C'est une belle reconnaissance pour ce métier si peu connu. Je crois qu'il est très important que les petits métiers bénéficient de visibilité. Ce CFC a d’ailleurs failli disparaître au début des années 2000 avant qu'une nouvelle école ne se crée et que le Certificat soit réformé. Je suis heureuse d'être une représentante de cette formation.
› Comment se sont déroulées ces 4 années d’apprentissage ?
Finalement très bien. Les 3 premiers mois je n'ai pas touché un seul instrument. René Hagmann était à mes côtés pour m'apprendre la mécanique de base, la précision, le sens du mouvement et de la 3D. Je me souviens de mon premier jour, j'ai scié des plaques de différents métaux toute la journée ! pour "goûter" chacun de ces matériaux. Une fois la mécanique acquise, j'ai commencé à travailler sur les clarinettes, et j'ai restauré ma toute première, une Noblet Artist. On se concentrait sur un seul instrument à fond pendant plusieurs mois et quand René trouvait que j'étais à l'aise, on passait au suivant.
J’ai trouvé fascinant d'apprendre à ses côtés, car pendant qu'on travaillait sur la technique entre mes mains, il me racontait toute l'histoire de tel instrument, tel facteur, telle marque, à telle époque. Il a une connaissance « hallucinante » . Au fur et à mesure que les bases étaient acquises dans chaque instrument, Didier Imesch a repris la main sur le perfectionnement de mon apprentissage. René a un savoir inégalable à bien des égards, il s'est spécialisé dans les customisations assez poussées et la fabrication de clarinettes, tandis que Didier a plus de 40 ans d'expériences dans la réparation "ordinaire". C'est lui qui sait le mieux comment tamponner un sax pour que les tampons bougent le moin possible dans les jours qui suivent, comment nettoyer chaque instrument le plus efficacement, comment vieillissent les tampons, les feutres, les lièges. Il m'a transmis toutes ces connaissances essentielles, et par cet enseignement j'ai constaté un bond dans ma compréhension du métier et dans mon efficacité.

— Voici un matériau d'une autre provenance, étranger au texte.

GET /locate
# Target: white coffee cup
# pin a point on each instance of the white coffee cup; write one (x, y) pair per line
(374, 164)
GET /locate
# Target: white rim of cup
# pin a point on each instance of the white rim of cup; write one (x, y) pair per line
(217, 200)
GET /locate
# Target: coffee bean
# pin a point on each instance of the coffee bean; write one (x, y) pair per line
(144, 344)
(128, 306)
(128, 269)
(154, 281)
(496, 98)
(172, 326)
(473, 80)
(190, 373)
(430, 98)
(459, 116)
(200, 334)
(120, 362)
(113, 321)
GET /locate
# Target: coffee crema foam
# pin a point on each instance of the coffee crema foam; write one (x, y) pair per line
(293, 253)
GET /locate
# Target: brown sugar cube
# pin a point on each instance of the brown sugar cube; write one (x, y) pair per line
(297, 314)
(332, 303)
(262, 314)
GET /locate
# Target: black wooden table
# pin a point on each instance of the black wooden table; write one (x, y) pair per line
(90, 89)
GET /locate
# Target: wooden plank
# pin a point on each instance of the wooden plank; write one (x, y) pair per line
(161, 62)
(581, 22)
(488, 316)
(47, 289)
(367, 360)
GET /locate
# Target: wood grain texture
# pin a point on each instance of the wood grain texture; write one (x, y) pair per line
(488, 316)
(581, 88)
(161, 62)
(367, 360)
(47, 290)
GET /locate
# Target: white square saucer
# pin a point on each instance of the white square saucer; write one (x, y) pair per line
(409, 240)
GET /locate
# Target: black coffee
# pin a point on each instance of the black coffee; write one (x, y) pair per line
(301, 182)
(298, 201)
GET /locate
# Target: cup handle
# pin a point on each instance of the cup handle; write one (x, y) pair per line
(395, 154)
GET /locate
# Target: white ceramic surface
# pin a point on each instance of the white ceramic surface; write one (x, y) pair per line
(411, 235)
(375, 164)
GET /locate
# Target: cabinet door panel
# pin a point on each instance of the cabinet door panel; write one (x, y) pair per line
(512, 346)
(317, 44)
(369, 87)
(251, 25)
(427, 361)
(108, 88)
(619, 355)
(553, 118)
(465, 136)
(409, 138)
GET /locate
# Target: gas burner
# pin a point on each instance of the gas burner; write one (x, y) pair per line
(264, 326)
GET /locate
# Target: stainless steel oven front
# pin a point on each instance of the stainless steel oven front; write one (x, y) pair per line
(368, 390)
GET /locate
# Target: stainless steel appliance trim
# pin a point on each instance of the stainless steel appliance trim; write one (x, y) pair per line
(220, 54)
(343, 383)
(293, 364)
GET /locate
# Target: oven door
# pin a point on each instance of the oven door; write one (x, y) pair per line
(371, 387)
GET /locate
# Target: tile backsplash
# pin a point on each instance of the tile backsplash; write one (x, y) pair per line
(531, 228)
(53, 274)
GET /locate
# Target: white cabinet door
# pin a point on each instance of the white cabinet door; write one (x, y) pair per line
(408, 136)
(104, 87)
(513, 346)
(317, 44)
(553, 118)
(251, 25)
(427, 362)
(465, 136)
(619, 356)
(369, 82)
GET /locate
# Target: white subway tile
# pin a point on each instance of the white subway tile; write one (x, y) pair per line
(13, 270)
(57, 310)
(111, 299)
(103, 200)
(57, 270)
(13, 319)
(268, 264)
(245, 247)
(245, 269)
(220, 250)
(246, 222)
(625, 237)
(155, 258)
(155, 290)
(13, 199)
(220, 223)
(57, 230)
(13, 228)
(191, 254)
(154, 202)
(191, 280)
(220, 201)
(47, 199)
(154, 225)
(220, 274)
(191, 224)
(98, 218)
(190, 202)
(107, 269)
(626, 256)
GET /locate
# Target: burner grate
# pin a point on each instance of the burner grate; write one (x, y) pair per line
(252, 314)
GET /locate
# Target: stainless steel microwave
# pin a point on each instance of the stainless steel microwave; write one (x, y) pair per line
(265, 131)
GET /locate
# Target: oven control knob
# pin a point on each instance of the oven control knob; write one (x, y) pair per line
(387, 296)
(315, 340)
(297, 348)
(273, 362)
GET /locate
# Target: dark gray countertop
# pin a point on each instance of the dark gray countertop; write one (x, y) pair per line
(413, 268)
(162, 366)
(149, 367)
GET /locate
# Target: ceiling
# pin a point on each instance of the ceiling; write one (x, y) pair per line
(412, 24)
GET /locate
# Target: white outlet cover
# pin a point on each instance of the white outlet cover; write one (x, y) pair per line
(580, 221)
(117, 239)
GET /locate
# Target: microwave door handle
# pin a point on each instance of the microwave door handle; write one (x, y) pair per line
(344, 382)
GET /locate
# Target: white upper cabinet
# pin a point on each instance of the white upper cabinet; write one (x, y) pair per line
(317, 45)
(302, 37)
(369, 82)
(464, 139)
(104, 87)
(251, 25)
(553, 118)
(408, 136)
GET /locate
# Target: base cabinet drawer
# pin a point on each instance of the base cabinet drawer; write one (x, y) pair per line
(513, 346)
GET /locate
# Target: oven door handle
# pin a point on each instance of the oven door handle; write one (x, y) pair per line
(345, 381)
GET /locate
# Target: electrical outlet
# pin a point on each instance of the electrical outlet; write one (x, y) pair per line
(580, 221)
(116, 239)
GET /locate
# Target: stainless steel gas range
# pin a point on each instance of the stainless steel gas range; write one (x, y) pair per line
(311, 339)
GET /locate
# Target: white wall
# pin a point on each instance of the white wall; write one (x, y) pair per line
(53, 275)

J'ai aussi passé plusieurs semaines d'affilée à l'atelier des cuivres aux côtés de Claudio Maragno. J'y ai appris la réparation, mais aussi la transformation et la construction de mécaniques de trombones ténors et basses que l'on adapte ensuite à différentes marques, ou que l’on monte sur nos propres trombones Hagmann Custom. L'atelier des cylindres nous fournit les barillets, et nous construisons le reste en ajoutant les différentes pièces de laiton, les "goose neck", les bagues, les entre-deux, etc... qu’il convient d'usiner par différents procédés jusqu’à souder l'ensemble et polir en haute brillance ! C'est un travail physique mais tellement gratifiant ! Puis, durant ma 4e année d’apprentissage, j'ai arrêté d'aller à l'atelier des cuivres pour commencer à me spécialiser dans les bois.
› Tu joues du hautbois et tu as terminé ta formation de musicenne, est-ce que tu préfères entretenir et/ou réparer des hautbois ou tu n’as pas de préférence dans la réparation ?
Évidemment qu'étant hautboïste, le hautbois fait partie de mes instruments préférés à entretenir (sourires). Vu que j'en joue, je peux vraiment sentir avec précision les réglages lorsque je pratique les essai à la fin d'une révision, et il y a presque toujours un petit coup de tournevis qu'on ne sentait pas nécessaire au papier à cigarette, mais une fois soufflé, c'est criant.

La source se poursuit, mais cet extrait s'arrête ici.